She said: "Members were very unsure about who or where to go to, hence the reliance on word of mouth and the susceptibility to introducers.
"Letters could have been developed (and tested) in advance to send to those requesting a transfer, alerting them to the risks and telling them where to get help.
"It would have been helpful if the trustees had compiled a list of advisers willing and able to take on pensions transfer advice for the BSPS members.
"Instead, members were referred to Unbiased or the FCA website. The former is not unbiased and the latter is not easy to use, nor does it make clear if the particular firm of advisers deal with DB transfers.
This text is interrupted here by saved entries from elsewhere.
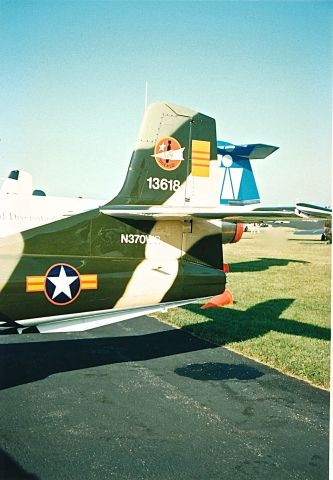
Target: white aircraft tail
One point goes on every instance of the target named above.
(18, 182)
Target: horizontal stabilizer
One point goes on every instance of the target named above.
(251, 151)
(234, 214)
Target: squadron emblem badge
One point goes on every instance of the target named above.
(168, 153)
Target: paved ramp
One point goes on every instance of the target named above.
(141, 400)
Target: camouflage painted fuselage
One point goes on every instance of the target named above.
(131, 264)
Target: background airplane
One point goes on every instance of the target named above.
(22, 207)
(157, 244)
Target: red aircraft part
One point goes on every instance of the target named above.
(238, 233)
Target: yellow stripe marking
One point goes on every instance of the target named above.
(200, 158)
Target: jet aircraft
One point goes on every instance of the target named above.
(22, 208)
(157, 244)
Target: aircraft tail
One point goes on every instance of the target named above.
(238, 185)
(174, 144)
(177, 161)
(18, 182)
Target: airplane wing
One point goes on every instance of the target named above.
(80, 322)
(307, 210)
(232, 214)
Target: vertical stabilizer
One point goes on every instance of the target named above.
(162, 159)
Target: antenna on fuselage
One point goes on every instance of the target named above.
(146, 94)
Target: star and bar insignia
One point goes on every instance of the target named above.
(62, 283)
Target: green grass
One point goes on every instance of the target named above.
(281, 312)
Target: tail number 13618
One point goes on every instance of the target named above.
(155, 183)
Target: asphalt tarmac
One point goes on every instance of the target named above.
(141, 400)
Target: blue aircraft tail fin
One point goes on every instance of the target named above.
(238, 183)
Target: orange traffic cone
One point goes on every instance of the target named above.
(224, 298)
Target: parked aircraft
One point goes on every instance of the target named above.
(22, 208)
(307, 210)
(157, 244)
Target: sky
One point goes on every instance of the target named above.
(72, 87)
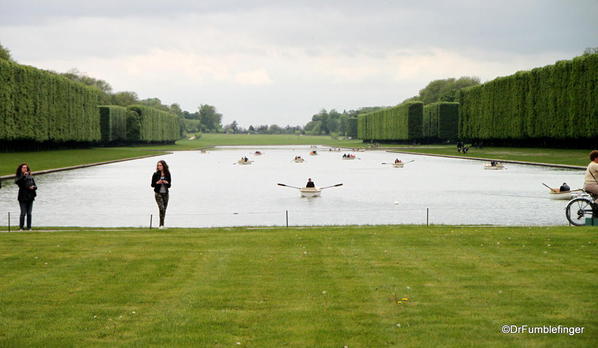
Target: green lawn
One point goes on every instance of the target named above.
(541, 155)
(64, 158)
(298, 287)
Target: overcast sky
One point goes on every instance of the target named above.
(275, 61)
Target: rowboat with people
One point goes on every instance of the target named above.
(398, 163)
(309, 190)
(244, 161)
(561, 193)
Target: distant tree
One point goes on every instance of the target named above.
(275, 129)
(176, 109)
(76, 75)
(232, 128)
(263, 129)
(210, 120)
(155, 103)
(590, 50)
(5, 53)
(445, 90)
(125, 98)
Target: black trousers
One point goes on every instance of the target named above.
(26, 207)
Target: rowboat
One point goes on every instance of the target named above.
(498, 166)
(310, 192)
(556, 194)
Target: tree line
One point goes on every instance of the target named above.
(555, 105)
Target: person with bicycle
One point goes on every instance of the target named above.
(591, 179)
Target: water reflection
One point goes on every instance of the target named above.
(211, 189)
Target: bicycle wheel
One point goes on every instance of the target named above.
(577, 210)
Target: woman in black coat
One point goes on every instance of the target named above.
(161, 182)
(27, 193)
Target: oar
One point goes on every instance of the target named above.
(298, 188)
(550, 188)
(321, 188)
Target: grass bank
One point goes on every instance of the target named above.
(538, 155)
(340, 286)
(41, 160)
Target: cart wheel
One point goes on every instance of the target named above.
(577, 210)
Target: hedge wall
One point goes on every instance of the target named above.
(113, 123)
(441, 121)
(40, 106)
(402, 122)
(558, 101)
(352, 127)
(148, 125)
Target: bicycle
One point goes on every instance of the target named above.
(580, 207)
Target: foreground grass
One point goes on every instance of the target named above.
(64, 158)
(539, 155)
(315, 287)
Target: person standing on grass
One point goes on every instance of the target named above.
(591, 179)
(161, 182)
(26, 195)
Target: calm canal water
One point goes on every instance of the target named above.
(210, 189)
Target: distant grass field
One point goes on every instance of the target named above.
(64, 158)
(207, 140)
(538, 155)
(314, 287)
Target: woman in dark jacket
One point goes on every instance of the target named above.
(27, 193)
(161, 182)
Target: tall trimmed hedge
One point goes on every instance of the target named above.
(40, 106)
(113, 123)
(558, 101)
(148, 125)
(441, 121)
(352, 127)
(402, 122)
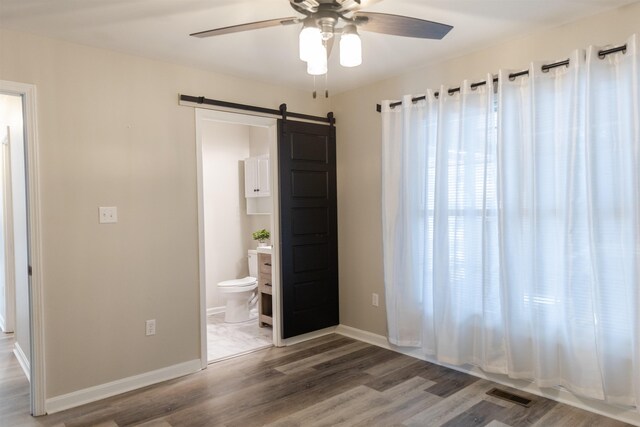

"It also includes advisers under investigation. The trade unions would have liked to recommend specific advisers but were advised that they would be crossing the line into advice."
Royal London’s director of policy Steve Webb, a former pensions minister, said BSPS members were "right to feel let down".
Mr Webb said: "The trustees of the pension scheme failed to make sure that workers had access to high quality impartial advice when making decisions about their pensions. And regulators were slow to act when it became clear that things were going wrong.
"Workers had a right to expect that people who understand the complexities of pensions would have used their expertise to help them make the right decisions, yet those who were in a position to act let them down."
Jon Greer, head of retirement policy at Quilter, said: "Hindsight is twenty-twenty as the saying goes. Indeed the recommendations from the Rookes review on the handling of the British Steel Pension Scheme are so sensible, such as trustees providing a panel of trusted advisers and having clear and effective communication, that it is somewhat worrying that they weren’t implemented at the time.
"However, the possibility of a deluge of requests coupled with unregulated individuals targeting vulnerable people probably did not cross the minds of the well intentioned trustees at the time as they were navigating in unchartered territory.
"What is important is to take the lessons from the scenario and ensure these common sense solutions are implemented. It might not be long until there is another deluge of employees considering [their] pension rights."
Among the recommendations for regulators, Ms Rookes suggested that TPR and the DWP discussed whether there was scope for legislation to "simplify the choices in the event of a restructuring".
She also recommended TPR and the FCA explored a new power for TPR to consider the preparedness of a scheme to handle the member consultation exercise in the event of a restructuring and if necessary seek to delay or stop the member consultation.